Perdue was long reported to be Kemp’s top choice, despite the fact that Perdue’s first cousin, former U.S. Sen. David Perdue is challenging Kemp for the governor’s job. Sonny Perdue helped accelerate Kemp’s political rise by naming him secretary of state in 2010. Although Kemp is now on the outs with Trump for failing to overturn the 2020 election, the former governor reportedly convinced the president to offer Kemp his endorsement in 2018, helping him defeat then-Lt. Gov. Casey Cagle in the GOP primary.
The search has been clouded by charges of political paybacks. The Southern Association of Colleges and Schools Commission on Colleges sent a letter to the Board of Regents warning about undue political interference, and an executive search firm hired to help find the replacement for the retired former Chancellor Steve Wrigley quit last year amid questions of whether Perdue was a done deal.

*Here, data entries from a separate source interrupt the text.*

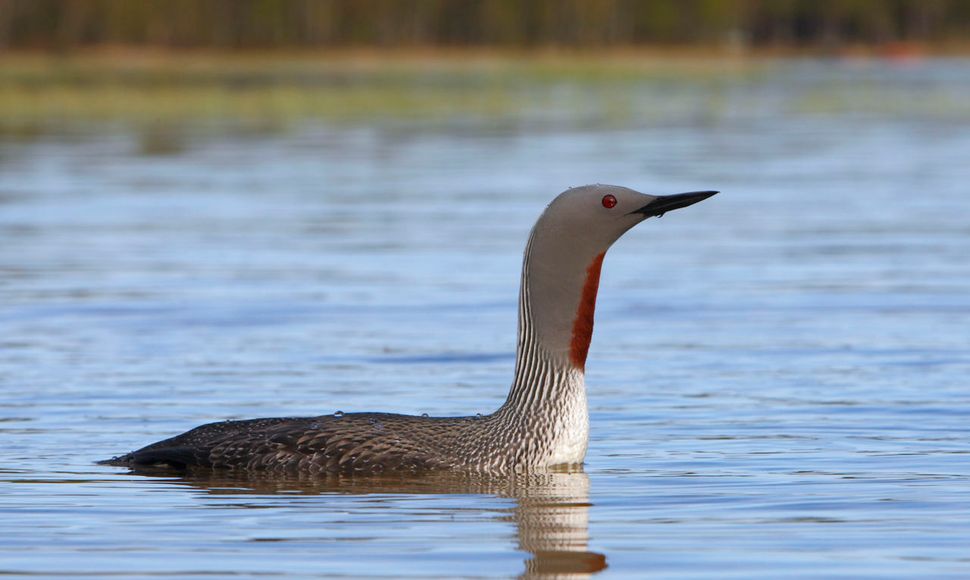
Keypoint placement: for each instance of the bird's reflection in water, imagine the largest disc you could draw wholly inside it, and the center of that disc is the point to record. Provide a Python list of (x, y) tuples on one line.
[(551, 511)]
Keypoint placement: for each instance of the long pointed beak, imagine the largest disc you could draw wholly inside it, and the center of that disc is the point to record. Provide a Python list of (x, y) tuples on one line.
[(665, 203)]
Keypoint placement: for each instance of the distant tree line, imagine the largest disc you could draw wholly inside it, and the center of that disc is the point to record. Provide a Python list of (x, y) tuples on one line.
[(270, 24)]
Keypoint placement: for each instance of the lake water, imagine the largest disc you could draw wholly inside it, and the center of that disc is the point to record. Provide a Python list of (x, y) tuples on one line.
[(779, 380)]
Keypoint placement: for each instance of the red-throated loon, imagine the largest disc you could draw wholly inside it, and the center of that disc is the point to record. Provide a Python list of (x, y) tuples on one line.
[(544, 422)]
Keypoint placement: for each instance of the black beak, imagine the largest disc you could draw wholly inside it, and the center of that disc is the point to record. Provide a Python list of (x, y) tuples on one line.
[(665, 203)]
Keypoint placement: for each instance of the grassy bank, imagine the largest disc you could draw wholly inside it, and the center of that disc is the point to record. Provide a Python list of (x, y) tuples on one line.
[(279, 89), (164, 93)]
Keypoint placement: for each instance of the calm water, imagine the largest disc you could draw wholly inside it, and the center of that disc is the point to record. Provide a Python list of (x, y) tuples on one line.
[(779, 381)]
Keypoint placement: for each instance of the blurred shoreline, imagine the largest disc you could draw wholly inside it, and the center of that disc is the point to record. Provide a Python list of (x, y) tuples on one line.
[(42, 92)]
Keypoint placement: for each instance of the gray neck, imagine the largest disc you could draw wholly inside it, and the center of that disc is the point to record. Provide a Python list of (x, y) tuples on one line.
[(547, 401)]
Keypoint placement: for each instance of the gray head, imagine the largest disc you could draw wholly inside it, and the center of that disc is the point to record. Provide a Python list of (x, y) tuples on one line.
[(565, 252)]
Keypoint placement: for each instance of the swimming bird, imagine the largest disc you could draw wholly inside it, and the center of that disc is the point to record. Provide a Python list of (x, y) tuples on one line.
[(544, 421)]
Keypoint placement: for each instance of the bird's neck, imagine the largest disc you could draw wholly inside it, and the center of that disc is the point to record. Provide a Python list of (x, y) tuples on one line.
[(556, 306)]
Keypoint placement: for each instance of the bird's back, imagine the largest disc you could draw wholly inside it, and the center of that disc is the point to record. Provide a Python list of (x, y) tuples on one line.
[(354, 442)]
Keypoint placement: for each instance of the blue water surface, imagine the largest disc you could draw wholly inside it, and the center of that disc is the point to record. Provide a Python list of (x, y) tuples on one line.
[(779, 380)]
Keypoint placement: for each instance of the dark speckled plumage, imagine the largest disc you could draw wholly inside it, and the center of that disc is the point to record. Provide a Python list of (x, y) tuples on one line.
[(352, 442), (544, 421)]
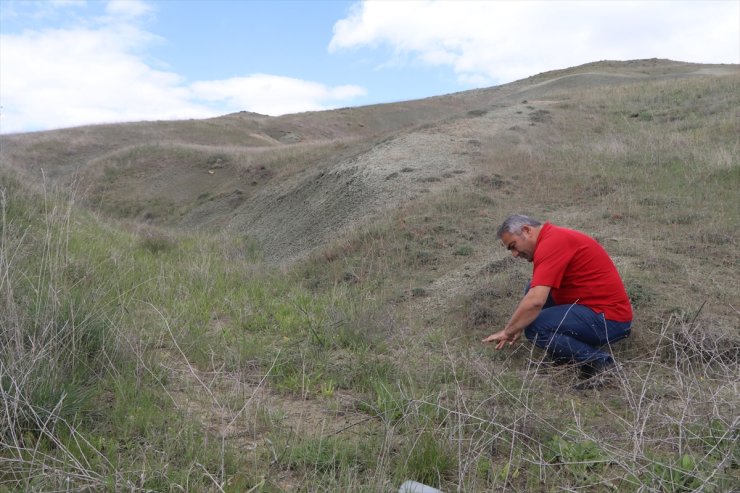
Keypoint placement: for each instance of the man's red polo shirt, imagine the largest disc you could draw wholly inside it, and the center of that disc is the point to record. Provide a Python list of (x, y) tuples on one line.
[(578, 270)]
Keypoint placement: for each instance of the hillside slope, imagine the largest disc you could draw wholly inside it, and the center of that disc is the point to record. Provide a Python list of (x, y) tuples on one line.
[(293, 182)]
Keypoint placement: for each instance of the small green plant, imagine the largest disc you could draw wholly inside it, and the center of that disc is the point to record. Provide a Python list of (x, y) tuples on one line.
[(463, 250), (427, 459)]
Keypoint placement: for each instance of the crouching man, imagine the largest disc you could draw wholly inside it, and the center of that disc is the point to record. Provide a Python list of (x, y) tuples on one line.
[(575, 303)]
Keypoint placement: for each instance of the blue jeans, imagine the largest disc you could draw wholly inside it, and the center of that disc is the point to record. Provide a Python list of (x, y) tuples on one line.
[(575, 333)]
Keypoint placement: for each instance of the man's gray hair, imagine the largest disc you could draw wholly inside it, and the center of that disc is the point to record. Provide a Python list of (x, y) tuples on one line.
[(514, 223)]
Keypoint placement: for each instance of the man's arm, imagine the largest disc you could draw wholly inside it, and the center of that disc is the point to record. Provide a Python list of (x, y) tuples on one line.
[(525, 313)]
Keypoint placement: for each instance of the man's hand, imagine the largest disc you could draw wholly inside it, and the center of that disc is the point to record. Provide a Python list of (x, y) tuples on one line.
[(502, 337)]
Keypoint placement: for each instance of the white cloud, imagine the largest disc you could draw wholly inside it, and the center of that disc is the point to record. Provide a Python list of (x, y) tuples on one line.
[(57, 78), (501, 41), (128, 8), (273, 95)]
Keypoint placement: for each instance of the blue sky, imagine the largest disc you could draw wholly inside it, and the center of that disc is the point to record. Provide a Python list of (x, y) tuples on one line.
[(73, 62)]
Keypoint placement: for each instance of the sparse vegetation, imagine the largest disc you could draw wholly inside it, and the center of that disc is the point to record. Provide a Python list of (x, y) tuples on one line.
[(138, 356)]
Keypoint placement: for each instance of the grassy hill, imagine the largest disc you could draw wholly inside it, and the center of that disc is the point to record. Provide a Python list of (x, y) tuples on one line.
[(253, 303)]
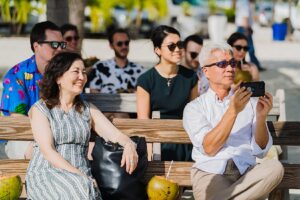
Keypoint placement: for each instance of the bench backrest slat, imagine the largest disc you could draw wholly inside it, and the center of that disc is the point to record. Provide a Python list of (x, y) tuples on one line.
[(126, 102), (162, 131), (123, 102)]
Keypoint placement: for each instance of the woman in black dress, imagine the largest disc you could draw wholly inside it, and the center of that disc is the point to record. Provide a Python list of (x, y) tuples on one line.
[(167, 87)]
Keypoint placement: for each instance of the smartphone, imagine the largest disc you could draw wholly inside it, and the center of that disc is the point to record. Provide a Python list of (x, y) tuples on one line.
[(257, 88)]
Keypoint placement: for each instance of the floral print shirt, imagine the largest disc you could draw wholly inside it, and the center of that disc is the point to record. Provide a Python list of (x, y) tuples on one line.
[(21, 87)]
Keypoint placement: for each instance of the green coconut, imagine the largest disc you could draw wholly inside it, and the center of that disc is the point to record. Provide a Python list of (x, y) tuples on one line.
[(243, 76), (10, 187), (160, 188)]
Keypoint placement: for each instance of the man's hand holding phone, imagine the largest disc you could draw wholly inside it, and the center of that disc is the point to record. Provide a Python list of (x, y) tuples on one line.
[(257, 88)]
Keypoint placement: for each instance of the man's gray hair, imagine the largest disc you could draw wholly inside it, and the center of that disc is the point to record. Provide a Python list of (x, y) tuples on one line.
[(208, 50)]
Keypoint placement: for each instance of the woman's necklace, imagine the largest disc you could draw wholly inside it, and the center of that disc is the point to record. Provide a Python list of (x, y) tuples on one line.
[(169, 81), (169, 78)]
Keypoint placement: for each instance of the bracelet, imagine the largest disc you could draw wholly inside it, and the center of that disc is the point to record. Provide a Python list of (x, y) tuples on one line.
[(131, 142)]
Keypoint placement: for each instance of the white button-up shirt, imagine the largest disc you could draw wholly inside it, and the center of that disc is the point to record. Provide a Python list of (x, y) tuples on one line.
[(203, 114)]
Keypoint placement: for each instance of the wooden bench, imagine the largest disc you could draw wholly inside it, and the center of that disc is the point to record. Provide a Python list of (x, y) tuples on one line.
[(163, 131), (126, 102)]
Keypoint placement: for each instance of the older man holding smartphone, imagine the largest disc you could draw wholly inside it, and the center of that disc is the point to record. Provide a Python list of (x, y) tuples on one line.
[(228, 131)]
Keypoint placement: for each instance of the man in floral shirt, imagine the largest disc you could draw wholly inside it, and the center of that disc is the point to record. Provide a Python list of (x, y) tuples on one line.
[(20, 84), (118, 74)]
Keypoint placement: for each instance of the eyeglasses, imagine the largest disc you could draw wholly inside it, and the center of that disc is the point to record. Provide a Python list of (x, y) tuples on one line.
[(223, 64), (121, 43), (173, 46), (194, 54), (54, 44), (70, 38), (240, 47)]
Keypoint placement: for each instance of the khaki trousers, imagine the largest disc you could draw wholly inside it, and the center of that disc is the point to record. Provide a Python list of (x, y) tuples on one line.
[(256, 183)]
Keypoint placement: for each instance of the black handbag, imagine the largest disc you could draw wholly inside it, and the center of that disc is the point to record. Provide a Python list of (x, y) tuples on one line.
[(113, 181)]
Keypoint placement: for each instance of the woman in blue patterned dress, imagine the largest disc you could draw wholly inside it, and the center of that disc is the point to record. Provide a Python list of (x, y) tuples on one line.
[(61, 122)]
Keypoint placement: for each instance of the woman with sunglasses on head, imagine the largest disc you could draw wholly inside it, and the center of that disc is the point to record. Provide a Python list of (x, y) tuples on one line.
[(239, 44), (167, 87), (70, 35)]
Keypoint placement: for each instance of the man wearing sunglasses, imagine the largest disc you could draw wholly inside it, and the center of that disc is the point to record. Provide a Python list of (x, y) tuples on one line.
[(118, 74), (20, 84), (228, 131), (190, 60)]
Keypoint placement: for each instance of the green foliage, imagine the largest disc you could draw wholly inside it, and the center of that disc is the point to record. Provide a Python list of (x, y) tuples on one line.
[(101, 10)]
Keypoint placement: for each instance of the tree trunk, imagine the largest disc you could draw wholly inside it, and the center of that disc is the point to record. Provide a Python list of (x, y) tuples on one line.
[(57, 11), (76, 15)]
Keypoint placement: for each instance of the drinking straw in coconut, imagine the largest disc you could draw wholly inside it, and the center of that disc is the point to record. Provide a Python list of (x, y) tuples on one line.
[(169, 169)]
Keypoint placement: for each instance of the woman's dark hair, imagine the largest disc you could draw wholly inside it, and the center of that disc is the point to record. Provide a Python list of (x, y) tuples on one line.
[(49, 89), (236, 36), (160, 33)]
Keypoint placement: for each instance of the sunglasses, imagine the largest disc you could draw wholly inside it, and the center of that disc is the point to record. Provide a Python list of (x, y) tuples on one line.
[(223, 64), (173, 46), (54, 44), (70, 38), (240, 47), (121, 43), (194, 54)]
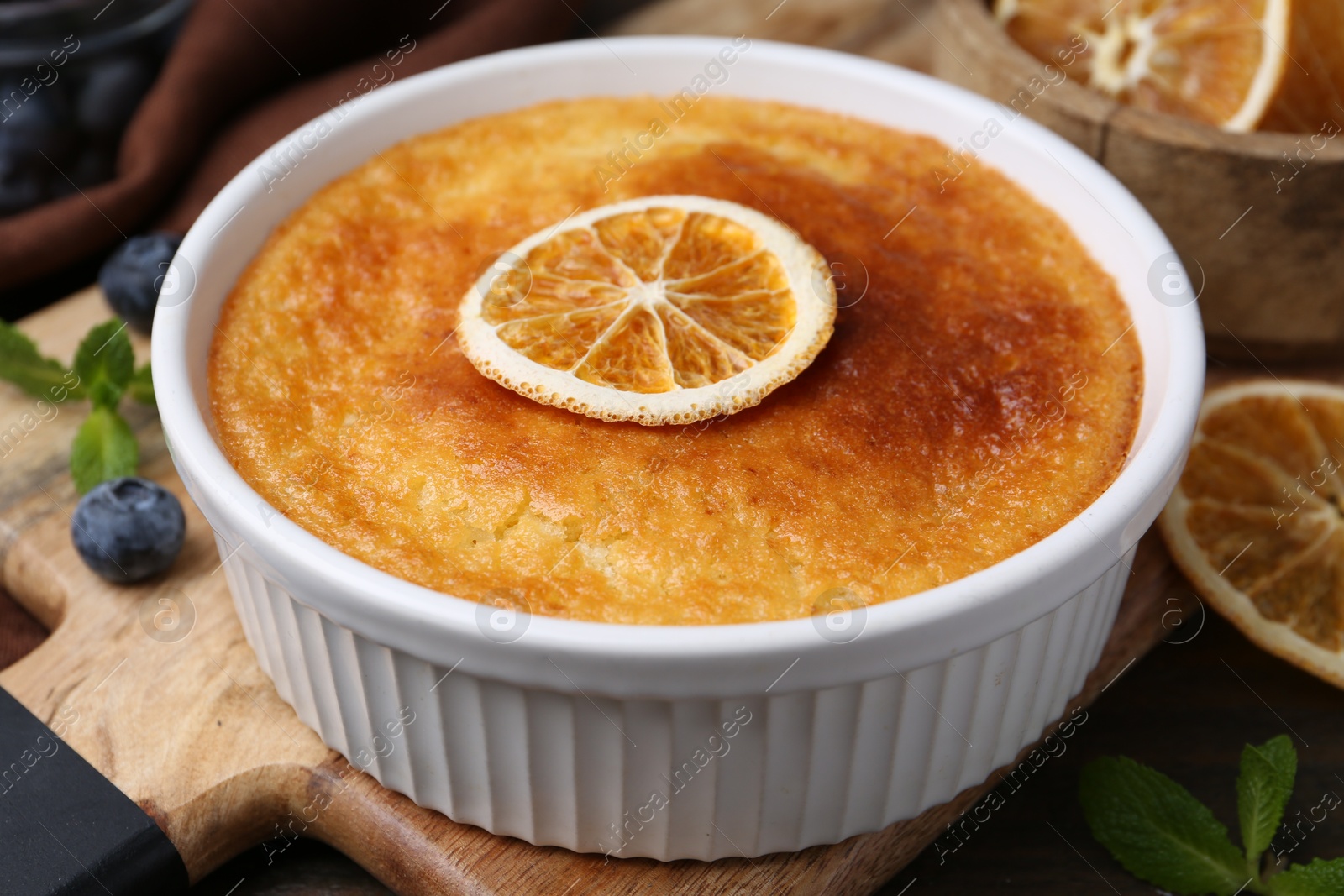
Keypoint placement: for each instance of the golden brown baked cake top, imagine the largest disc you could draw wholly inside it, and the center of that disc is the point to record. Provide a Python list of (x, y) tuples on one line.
[(980, 391)]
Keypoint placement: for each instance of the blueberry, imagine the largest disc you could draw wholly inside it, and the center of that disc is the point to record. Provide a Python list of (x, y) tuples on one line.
[(134, 273), (128, 530)]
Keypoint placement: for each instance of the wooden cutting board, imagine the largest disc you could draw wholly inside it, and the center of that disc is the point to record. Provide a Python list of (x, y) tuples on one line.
[(194, 732)]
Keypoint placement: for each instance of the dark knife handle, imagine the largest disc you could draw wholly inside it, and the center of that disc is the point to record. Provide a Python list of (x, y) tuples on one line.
[(65, 829)]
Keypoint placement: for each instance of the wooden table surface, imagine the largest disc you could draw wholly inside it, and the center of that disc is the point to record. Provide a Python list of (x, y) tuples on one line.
[(1186, 708)]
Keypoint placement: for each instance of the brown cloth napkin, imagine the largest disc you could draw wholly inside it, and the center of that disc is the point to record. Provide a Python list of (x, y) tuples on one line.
[(242, 74)]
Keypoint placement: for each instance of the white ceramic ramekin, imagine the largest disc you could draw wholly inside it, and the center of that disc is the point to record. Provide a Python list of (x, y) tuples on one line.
[(678, 741)]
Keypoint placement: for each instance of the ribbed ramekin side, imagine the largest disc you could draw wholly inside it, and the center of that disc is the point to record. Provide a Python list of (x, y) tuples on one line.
[(694, 778)]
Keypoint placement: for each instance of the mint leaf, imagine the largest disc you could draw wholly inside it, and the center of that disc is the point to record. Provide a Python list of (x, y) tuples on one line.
[(1319, 879), (105, 363), (1263, 790), (141, 385), (24, 364), (104, 449), (1158, 831)]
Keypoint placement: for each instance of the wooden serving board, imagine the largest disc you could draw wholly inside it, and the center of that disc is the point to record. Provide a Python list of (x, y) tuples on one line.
[(194, 732)]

“The search for a chancellor must be conducted in the open and must include meaningful faculty participation,” the American Association of University Professors wrote in an open letter to the regents Monday. “The USG system deserves and demands a chancellor who understands higher education, who has the confidence of the faculty who work in the system, and who will work to enhance the entire Georgia system to ensure Georgia students have the best educational experience.”
Some of his past political stances may also put Perdue at odds with some in Georgia’s campus communities. His first election as governor was fueled by debate over the 1956 state flag, which his predecessor Democratic Gov. Roy Barnes changed to remove the Confederate cross. Perdue supported a statewide referendum which would have included the old flag with its Confederate symbolism. He later declared April 2006 Confederate History Month in Georgia. Just over a quarter of Georgia’s 340,638 public college students are Black, and for many Georgians, the Confederate flag is an enduring symbol of racist hatred.
Perdue’s full-throated support of Trump also causes heartburn for some young people in a state that narrowly rejected the former president in 2020. Georgians between 18 and 29 supported President Joe Biden over Trump by 56% to 43%, a wider margin than any other age group in the state, according to Washington Post exit polling.
But Perdue’s reputation as a staunch conservative may endear him to other members of the state government, which is still dominated in all three branches by the GOP. Republican lawmakers have filed multiple bills this session seeking to push back against what they see as an increasing cultural shift in Georgia universities, including bills to ban the promotion of “divisive concepts,” in classrooms, and expand campus free speech zones after receiving complaints of censorship from right-wing speakers.
If Perdue wants to weigh in on those hot button issues, he did not signal that Tuesday, instead vowing to support students in learning and employees in teaching.
“I want to make a difference by providing leadership and resources so that faculty can thrive in their teaching, research and service and students are inspired and supported so they graduate, find rewarding careers and become productive citizens,” he said. “I am honored to be considered for such an important role.”